Prompt Fencing: A Cryptographic Approach to Establishing Security Boundaries in Large Language Model Prompts

TL;DR

Prompt Fencing introduces cryptographic security boundaries within LLM prompts, effectively preventing prompt injection attacks by marking trusted segments, and can be integrated with existing systems for enhanced security.

Contribution

The paper proposes a cryptographic architecture, Prompt Fencing, to establish security boundaries in LLM prompts, significantly reducing injection attack success rates.

Findings

Complete prevention of injection attacks in experiments

Low overhead of 0.224 seconds for fence generation and validation

Platform-agnostic approach that can be incrementally deployed

Abstract

Large Language Models (LLMs) remain vulnerable to prompt injection attacks, representing the most significant security threat in production deployments. We present Prompt Fencing, a novel architectural approach that applies cryptographic authentication and data architecture principles to establish explicit security boundaries within LLM prompts. Our approach decorates prompt segments with cryptographically signed metadata including trust ratings and content types, enabling LLMs to distinguish between trusted instructions and untrusted content. While current LLMs lack native fence awareness, we demonstrate that simulated awareness through prompt instructions achieved complete prevention of injection attacks in our experiments, reducing success rates from 86.7% (260/300 successful attacks) to 0% (0/300 successful attacks) across 300 test cases with two leading LLM providers.
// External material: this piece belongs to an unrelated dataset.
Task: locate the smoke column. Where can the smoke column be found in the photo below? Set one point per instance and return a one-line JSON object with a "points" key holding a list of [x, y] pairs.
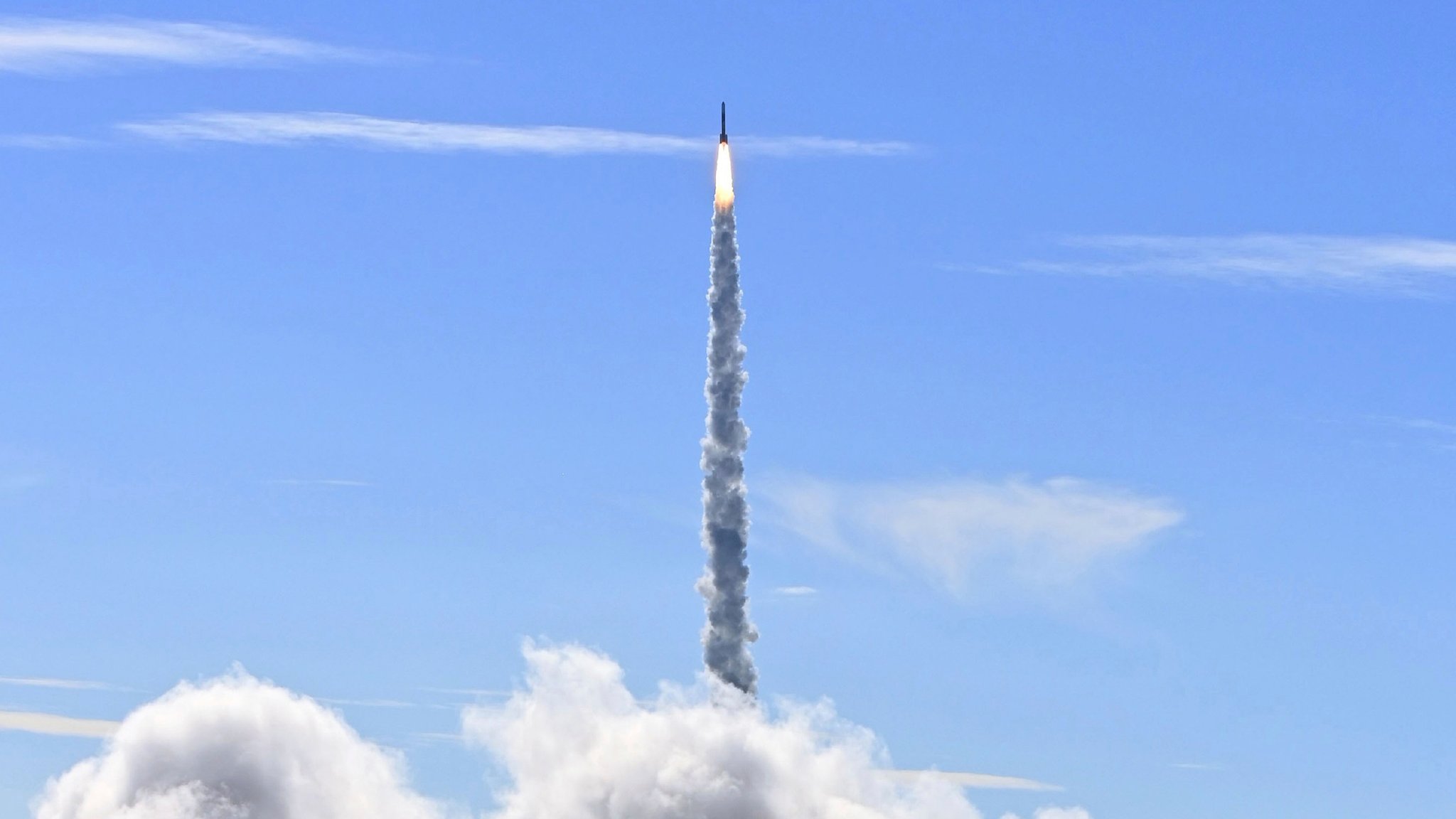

We implement a proof-of-concept fence generation and verification pipeline with a total overhead of 0.224 seconds (0.130s for fence generation, 0.094s for validation) across 100 samples. Our approach is platform-agnostic and can be incrementally deployed as a security layer above existing LLM infrastructure, with the expectation that future models will be trained with native fence awareness for optimal security.